Tips for Untethered Lecture Capture Rookies

At a recent TLC brownbag session, 4 faculty members from 4 disciplines shared tips for getting started with “Untethered Lecture Capture,” a tool for using an iPad or tablet to show slides and annotate them in real time during class, while moving around the room. They offered these tips to anyone considering adopting ULC, which also allows a teacher to upload a lecture for students to review after absences or simply for multiple exposures to critical content.

  • Don’t overdo it as you get started. It’s not the best tool for a whole course or for some sessions of a given course .
  • Fancy graphics on slides aren’t necessary. You’ll be adding to your slides as you teach the session, and often simpler text and graphic combos are more fertile grounds for that.
  • ULC is great to capture group work, possibly replacing posters and markers. Small groups of students can work on a regular piece of paper (eg in a notebook), and you can take a photo of that and upload it in real time to the room’s projector for reporting out and debriefing.
  • An untethered teacher keeps students off balance in a good way. There’s no more back row that has little contact with the professor if you are able to move around the room, so fewer digressions into social media.
  • ULC technology is not perfect, and making mistakes together with the tool, or being thwarted by the occasional bad connection helps build community, trust and empathy.
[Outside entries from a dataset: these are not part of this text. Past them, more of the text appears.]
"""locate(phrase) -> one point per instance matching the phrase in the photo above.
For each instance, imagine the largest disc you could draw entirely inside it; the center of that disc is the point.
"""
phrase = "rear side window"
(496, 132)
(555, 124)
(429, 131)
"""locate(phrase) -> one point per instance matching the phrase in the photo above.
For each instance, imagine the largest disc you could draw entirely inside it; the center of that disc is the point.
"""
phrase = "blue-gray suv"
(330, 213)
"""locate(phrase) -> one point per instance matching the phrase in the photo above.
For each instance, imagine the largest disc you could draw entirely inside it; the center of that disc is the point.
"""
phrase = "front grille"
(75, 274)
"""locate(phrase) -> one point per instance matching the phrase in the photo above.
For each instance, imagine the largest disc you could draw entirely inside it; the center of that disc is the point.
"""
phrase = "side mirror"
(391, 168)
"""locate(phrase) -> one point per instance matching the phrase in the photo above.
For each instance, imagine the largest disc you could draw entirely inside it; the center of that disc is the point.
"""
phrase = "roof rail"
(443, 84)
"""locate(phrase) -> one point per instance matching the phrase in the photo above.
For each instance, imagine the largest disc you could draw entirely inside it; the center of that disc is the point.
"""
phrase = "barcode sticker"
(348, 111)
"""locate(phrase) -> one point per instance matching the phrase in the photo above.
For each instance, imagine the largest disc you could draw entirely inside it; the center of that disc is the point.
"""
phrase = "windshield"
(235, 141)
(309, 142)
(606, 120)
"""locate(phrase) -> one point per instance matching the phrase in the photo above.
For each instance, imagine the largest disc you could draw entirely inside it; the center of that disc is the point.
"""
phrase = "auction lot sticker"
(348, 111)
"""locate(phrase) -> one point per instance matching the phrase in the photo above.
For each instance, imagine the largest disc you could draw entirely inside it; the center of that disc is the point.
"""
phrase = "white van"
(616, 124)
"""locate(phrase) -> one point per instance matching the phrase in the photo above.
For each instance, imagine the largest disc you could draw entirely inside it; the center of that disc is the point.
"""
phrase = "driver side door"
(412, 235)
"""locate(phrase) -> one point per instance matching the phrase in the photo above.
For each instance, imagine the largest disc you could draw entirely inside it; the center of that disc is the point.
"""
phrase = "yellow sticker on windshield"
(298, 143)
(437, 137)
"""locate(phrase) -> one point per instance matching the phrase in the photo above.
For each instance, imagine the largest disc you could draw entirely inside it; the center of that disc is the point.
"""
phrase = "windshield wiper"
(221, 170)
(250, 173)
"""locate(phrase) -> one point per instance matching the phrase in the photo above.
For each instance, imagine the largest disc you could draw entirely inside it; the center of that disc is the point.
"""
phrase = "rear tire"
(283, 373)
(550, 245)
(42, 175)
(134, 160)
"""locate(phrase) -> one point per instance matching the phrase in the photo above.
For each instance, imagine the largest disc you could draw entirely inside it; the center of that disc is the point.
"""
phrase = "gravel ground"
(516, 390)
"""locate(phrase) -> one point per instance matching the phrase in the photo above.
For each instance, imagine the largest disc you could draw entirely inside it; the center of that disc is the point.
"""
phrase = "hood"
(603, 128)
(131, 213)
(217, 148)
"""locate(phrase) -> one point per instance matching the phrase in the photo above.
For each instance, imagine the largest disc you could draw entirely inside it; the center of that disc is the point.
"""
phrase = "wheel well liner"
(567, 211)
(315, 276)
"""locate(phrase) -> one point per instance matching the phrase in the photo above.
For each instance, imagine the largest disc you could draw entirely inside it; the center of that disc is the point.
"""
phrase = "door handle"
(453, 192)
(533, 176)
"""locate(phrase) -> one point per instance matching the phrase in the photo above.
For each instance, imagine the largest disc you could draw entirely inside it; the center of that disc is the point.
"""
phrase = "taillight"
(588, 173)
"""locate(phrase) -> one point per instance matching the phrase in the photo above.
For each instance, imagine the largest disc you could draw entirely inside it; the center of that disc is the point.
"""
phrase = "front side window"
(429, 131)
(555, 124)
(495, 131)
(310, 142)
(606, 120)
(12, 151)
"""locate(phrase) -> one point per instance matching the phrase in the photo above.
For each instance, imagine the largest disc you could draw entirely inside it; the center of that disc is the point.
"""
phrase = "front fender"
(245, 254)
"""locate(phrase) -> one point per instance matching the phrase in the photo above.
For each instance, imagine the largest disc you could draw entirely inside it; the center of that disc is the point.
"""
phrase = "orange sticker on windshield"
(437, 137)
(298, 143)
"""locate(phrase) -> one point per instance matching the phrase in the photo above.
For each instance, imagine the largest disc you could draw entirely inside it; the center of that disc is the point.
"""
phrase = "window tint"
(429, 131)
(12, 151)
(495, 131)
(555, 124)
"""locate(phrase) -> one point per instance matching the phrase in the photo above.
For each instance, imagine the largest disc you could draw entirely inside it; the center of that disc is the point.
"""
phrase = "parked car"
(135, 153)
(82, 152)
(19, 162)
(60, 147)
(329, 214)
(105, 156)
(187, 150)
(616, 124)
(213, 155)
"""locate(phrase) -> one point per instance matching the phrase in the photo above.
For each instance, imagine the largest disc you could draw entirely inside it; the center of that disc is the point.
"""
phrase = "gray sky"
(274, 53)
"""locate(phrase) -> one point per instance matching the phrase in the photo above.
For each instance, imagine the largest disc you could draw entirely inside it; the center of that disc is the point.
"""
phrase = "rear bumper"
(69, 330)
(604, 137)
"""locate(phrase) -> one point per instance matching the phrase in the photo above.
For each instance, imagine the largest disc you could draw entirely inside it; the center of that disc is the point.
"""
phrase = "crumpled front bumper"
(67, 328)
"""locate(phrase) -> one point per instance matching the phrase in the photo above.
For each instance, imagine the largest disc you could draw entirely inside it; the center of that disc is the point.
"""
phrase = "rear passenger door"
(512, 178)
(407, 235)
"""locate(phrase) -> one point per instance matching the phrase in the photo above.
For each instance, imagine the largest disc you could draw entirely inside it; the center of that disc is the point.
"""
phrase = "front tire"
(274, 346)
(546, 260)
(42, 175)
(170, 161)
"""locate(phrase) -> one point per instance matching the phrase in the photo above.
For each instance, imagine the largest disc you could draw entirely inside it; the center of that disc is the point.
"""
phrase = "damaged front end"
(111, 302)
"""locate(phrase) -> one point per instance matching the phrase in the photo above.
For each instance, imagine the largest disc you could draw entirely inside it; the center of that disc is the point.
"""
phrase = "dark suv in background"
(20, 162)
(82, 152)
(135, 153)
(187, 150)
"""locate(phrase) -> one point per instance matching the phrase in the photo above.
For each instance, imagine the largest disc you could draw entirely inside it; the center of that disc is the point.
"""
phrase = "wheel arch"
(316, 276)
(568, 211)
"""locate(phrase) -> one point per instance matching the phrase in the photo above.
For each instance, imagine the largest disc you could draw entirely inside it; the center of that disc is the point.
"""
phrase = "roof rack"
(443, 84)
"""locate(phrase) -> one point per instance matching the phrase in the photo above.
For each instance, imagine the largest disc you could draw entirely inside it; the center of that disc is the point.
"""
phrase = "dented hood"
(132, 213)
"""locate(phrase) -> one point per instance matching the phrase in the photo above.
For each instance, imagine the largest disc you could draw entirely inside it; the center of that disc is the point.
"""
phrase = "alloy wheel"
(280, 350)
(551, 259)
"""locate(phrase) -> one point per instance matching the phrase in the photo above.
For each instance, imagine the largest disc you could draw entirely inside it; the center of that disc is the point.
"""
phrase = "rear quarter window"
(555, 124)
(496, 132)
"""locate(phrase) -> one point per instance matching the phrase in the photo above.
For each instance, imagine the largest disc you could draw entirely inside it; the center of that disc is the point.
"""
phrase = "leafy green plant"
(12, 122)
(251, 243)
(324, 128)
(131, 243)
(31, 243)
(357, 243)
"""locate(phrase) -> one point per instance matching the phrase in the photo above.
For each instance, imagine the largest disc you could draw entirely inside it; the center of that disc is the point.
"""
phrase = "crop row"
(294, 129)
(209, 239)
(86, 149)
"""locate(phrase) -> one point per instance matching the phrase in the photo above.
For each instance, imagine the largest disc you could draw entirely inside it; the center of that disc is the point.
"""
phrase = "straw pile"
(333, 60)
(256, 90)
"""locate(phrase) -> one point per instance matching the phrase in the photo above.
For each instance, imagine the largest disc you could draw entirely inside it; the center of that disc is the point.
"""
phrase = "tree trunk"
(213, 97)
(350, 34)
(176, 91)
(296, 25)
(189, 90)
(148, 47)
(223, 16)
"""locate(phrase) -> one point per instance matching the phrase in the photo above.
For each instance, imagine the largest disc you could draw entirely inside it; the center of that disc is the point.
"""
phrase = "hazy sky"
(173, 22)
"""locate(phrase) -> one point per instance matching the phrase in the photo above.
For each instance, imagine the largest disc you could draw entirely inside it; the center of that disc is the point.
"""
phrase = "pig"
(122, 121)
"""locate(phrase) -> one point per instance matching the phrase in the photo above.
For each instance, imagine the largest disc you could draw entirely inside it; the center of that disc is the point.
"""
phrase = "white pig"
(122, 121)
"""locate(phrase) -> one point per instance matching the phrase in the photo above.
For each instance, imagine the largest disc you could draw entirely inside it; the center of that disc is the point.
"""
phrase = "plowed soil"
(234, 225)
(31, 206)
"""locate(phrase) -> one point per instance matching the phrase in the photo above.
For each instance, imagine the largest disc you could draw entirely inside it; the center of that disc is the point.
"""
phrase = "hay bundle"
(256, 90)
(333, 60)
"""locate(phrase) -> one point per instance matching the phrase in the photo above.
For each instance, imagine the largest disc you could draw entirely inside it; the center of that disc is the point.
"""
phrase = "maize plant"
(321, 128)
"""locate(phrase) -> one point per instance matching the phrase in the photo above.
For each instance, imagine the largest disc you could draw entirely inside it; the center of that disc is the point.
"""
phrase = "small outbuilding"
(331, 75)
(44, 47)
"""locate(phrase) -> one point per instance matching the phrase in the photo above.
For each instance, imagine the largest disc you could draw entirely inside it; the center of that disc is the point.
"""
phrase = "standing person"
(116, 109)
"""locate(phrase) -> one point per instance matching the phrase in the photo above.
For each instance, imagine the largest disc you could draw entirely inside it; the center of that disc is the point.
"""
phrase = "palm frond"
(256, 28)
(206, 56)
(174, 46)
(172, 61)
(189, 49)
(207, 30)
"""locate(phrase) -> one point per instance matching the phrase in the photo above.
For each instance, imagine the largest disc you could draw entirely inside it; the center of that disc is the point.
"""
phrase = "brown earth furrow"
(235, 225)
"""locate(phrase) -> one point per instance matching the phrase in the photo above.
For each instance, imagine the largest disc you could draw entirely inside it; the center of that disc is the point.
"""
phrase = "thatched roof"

  • ULC can help professors keep the class moving when they are away from campus for professional travel; it’s also a way for athletes or other travelling students to have access to the professor’s content and the discussions that occur in class in their absence.
  • There are 52 professors on campus using ULC (so far). Chances are that peer wisdom lurks in your own hallway!
  • ULC is effective in helping students create and observe visual models of complex or unseen processes. A picture really can be better than a thousand eloquent words.
  • Student tutors can use the tool to capture explanations in a tutoring session and share on the Moodle page of the relevant class. Sometimes students grasp the vocabulary of another student when the more polished words of a professor still feel a bit foggy.
  • ULC is one tool, not THE tool, for being an effective teacher.